Pero en aquel caso tomó rápidamente una decisión. Hércules Poirot no procedía de la clase de niños franceses o belgas que han tenido institutriz inglesa; pero reaccionó tan sencilla e inevitablemente como muchos niños pequeños al ser preguntados: «¿Te limpiaste los dientes esta mañana, Harold (o Ricardo, o Antonio)?» Consideraron durante un segundo la posibilidad de mentir, rechazando la idea inmediatamente para replicar, lastimeramente: «No, señorita Williams».
Porque la señorita Williams poseía lo que todo buen educador de niños ha de tener: la misteriosa cualidad a la que se llama autoridad. Cuando la señorita Williams decía: «Sube y lávate las manos, Juan», o «Espero que leerás este capítulo sobre los poetas de la época isabelina y que podrás responder a cuantas preguntas te haga yo sobre él», se la obedecía invariablemente. Jamás se le había ocurrido pensar a la señorita Williams que pudieran desobedecerla.
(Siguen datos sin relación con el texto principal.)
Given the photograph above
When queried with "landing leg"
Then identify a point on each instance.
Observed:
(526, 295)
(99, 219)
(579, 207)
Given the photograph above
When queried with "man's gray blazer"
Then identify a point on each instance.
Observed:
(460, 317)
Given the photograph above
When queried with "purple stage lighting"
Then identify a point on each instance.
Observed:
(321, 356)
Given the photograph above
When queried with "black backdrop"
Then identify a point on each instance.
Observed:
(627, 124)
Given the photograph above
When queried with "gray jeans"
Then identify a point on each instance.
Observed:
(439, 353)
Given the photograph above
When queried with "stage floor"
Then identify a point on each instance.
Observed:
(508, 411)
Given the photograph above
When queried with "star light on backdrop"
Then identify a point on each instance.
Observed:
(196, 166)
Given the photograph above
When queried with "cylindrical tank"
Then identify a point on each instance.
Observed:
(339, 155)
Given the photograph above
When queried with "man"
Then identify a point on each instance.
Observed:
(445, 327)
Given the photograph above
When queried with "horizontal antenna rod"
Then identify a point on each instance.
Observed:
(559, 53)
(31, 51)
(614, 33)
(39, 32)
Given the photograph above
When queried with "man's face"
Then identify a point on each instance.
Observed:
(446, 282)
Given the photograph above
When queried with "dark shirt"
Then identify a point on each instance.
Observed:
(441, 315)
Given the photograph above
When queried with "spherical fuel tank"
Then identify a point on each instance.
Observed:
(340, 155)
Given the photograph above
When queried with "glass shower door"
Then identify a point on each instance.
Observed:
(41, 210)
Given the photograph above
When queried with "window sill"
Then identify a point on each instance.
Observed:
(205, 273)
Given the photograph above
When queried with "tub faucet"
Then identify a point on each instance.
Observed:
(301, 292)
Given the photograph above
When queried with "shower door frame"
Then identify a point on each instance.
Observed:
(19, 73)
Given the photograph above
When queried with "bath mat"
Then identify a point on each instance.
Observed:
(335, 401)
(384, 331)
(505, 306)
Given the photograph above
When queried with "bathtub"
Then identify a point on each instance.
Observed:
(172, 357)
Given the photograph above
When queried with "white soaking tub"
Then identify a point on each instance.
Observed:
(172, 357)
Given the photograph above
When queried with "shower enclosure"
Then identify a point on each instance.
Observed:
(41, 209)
Conque en este caso, Hércules Poirot no habló de un libro que había de publicarse sobre crímenes pasados. En lugar de eso, se limitó a narrar las circunstancias en que Carla Lemarchant había ido a verle.
La señorita, pequeña, entrada en años, con su vestido elegante y limpio aunque raído, le escuchó con atención.
Dijo:
—Me interesa mucho tener noticias de esa niña... saber cómo ha resultado.
—Es una jovencita muy encantadora y atractiva, con mucho valor y mucha voluntad.
—Magnífico —dijo la señorita Williams muy lacónicamente.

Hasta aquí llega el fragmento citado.